In this situation, the best starting point is an entry-level credit card with a low minimum salary requirement. Some banks also offer secured credit cards, where you place a fixed deposit as collateral and receive a card with a limit linked to that deposit. These function exactly like regular credit cards for building history. The AECB records your payments the same way, but they are significantly easier to get approved for when you have no track record yet.

Use that first card consistently, build your history over six to twelve months, and then explore which upgraded card your profile now qualifies for.

How Long Does It Take?

There is no shortcut. Most residents start to see a meaningful improvement in their credit profile after six to twelve months of consistent, responsible card use. For a genuinely strong AECB score, you are typically looking at two to three years of clean, steady behaviour.

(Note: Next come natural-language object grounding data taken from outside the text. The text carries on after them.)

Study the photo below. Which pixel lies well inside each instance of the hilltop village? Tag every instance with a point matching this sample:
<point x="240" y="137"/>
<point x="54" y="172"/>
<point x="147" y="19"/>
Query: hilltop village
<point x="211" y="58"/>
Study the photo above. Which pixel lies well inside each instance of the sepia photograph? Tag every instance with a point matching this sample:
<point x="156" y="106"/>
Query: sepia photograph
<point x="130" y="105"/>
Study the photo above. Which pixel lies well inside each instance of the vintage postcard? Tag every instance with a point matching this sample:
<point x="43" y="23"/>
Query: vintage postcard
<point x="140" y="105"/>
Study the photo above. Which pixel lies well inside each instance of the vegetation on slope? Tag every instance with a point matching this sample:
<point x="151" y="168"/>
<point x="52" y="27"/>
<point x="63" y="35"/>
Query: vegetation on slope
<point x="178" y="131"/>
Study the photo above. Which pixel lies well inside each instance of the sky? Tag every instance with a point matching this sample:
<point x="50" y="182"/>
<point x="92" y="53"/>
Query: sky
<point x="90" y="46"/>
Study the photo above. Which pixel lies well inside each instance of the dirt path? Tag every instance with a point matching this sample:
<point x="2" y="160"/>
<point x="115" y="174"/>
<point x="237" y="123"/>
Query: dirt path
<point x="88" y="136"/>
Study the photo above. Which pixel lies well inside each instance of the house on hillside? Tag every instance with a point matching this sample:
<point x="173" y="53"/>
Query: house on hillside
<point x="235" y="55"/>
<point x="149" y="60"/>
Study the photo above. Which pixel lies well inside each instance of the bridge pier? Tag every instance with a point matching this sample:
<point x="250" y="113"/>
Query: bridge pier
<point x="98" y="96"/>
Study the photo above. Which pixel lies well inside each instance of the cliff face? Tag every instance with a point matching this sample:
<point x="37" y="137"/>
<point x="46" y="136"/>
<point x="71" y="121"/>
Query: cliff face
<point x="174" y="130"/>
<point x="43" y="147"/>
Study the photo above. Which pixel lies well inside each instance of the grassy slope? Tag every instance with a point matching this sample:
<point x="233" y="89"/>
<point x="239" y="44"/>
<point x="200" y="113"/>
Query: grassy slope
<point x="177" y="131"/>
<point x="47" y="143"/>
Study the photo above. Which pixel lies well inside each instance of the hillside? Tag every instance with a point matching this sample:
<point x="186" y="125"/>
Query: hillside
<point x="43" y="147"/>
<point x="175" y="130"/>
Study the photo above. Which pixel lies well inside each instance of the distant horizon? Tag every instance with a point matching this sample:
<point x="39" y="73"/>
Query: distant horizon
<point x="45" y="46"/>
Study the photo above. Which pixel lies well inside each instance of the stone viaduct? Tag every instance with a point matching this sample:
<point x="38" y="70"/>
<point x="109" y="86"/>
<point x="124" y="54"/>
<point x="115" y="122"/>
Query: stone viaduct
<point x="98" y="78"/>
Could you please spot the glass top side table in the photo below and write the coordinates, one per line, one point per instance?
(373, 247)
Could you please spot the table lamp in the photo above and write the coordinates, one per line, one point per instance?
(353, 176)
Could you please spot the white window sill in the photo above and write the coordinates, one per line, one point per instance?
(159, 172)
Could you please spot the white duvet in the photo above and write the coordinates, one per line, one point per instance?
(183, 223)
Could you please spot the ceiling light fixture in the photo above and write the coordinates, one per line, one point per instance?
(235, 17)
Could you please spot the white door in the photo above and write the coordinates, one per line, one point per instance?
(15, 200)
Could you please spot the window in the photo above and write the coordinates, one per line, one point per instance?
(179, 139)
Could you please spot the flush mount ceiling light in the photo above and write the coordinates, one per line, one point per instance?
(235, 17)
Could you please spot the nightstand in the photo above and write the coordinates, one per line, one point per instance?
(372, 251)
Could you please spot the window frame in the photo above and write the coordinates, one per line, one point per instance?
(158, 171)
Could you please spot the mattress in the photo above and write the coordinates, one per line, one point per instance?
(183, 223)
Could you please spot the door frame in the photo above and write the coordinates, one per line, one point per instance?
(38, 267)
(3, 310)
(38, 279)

That might sound like a long time, but every month you pay on time and keep your balance low, you are building something that will eventually unlock better card limits, lower loan interest rates, and faster approvals on everything from a car to a mortgage.

Simplifying the Search with Test My Card

Whether you are just getting started with your first card or ready to upgrade after building a solid credit profile, Test My Card helps you find the right card for exactly where you are right now.

The platform gives you recommendations based on your current salary and financial profile, so you are only ever applying for cards you are likely to get approved for. That matters more than most people realise, because every rejected application leaves a hard inquiry on your AECB report. Applying for the right card from the start protects your score while you build it.

Conclusion

Your credit history in the UAE is one of the most valuable financial assets you can build. It works quietly in the background, influencing everything from the interest rate on your next loan to whether a landlord approves your tenancy application.

Your credit card is not just a spending tool. Used with discipline, it is a monthly opportunity to prove to every future lender in the UAE that you are someone worth trusting.

Pay on time. Keep your utilisation low. Stay consistent. The score will follow.